現在android智能手機市場異常火熱,硬件升級非常迅猛,arm cortex A9 + 1GB DDR似乎已經跟不上主流配置了。雖說硬件是王道,可我們還是不禁還懷疑這么強大的硬件配置得到充分利用了嗎?因此以后我都會正對ARM平臺分析kernel的內容。?
正文
在linux內存管理中,有兩個資源非常重要,一個是虛擬地址,一個是物理地址。聽起來似乎是廢話,實際上內存管理主要就是圍繞這兩個概念展開的。如果對linux kernel如果管理虛擬地址和物理地址還沒有概念的,建議瀏覽一下文獻【2】,這是一本很棒的書,言簡意賅。文獻【1】會講更多的實現細節。
本文主要目的是對內核1GB虛擬地址空間映射有個總體了解,包括:
1. 1GB內核虛擬地址空間具體用于什么地方?
2. 其和實際物理地址的映射關系.
3. 一些板級相關的宏定義,為了便于日后查閱,我也將這些宏定義整理了出來。根據這些宏定義,你也可以輕松畫出你所用的平臺的內核虛擬地址空間映射關系。
首先申明,實例中的映射規劃不見得就是最優的,但它卻是一個實際的例子。實際上我個人覺得還是有很多值得商榷的地方。
從下圖我們可以看到,粉色部分0xbf80 0000 ~ 0xc000 0000是為modules及kpmap的,從下面的板級宏定義我們可以看到,modules放在這段位置是因為它需要和kernel code段在32MB尋址空間內。kpmap為什么放這段空間我還不清楚,這個是在map highmem時用到的。
橙色部分0xc000 0000 ~ 0xe000 0000映射?lowmem(低端內存,即zone[Normal])。這段映射是一對一的平坦映射,也就是說kernel初始化這段映射后,頁表將不會改變。這樣即可以省去不斷的修改頁表,刷新TLB(TLB可以認為是頁表的硬件cache,如果訪問的虛擬地址的頁表在這個cache中,則CPU無需訪問DDR尋址頁表了,這樣可以提高IO效率)了。顯然這段地址空間非常珍貴,因為這段映射的效率高。從圖中我們可以看到,在512MB映射空間中,有128MB預留給PMEM(android特有的連續物理內存管理機制),16MB預留CP(modem運行空間)。實際可用lowmem大致只有360MB。

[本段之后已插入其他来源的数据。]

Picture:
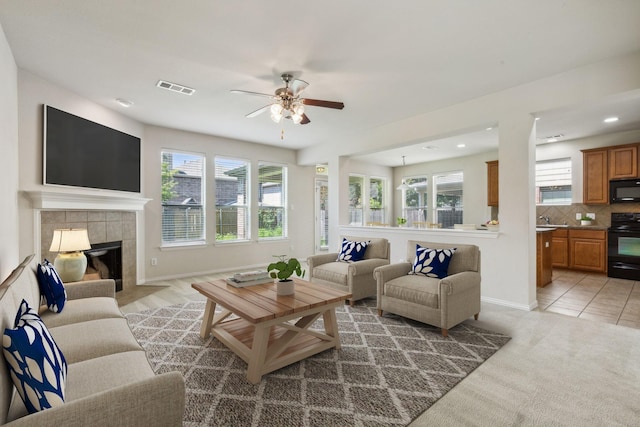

藍色部分0xe000 0000 ~ 0xf000 0000銀蛇highmem(高端內存,即zone[HighMem])。因為示例為1GB DDR,因此需要高端內存映射部分物理地址空間。
綠色部分0xf000 0000 ~ 0xffc0 0000為IO映射區域。我們知道在內核空間,比如寫驅動的時候,需要訪問芯片的寄存器(IO空間),部分IO空間映射是通過ioremap在VMALLOC區域動態申請映射,還有部分是系統初始化時通過iotable_init靜態映射的。圖中我們可以看到在IO靜態映射區域有大約200MB的空間沒有使用。這個是不是太浪費了呢?
紫色部分沒什么花頭,ARM default定義就是這樣的。
下圖給出了內核虛擬地址空間和實際物理地址的映射關系。
下面開始玩點激情的,看看這個mapping存在什么問題。
實際上我在這個平臺上遇到一個bug,即在用monkey test做壓力測試的時候,系統運行很長時間后會出現vmalloc失敗。OMG,調用vmalloc都會失敗,而且此時還有足夠多的物理內存,神奇吧?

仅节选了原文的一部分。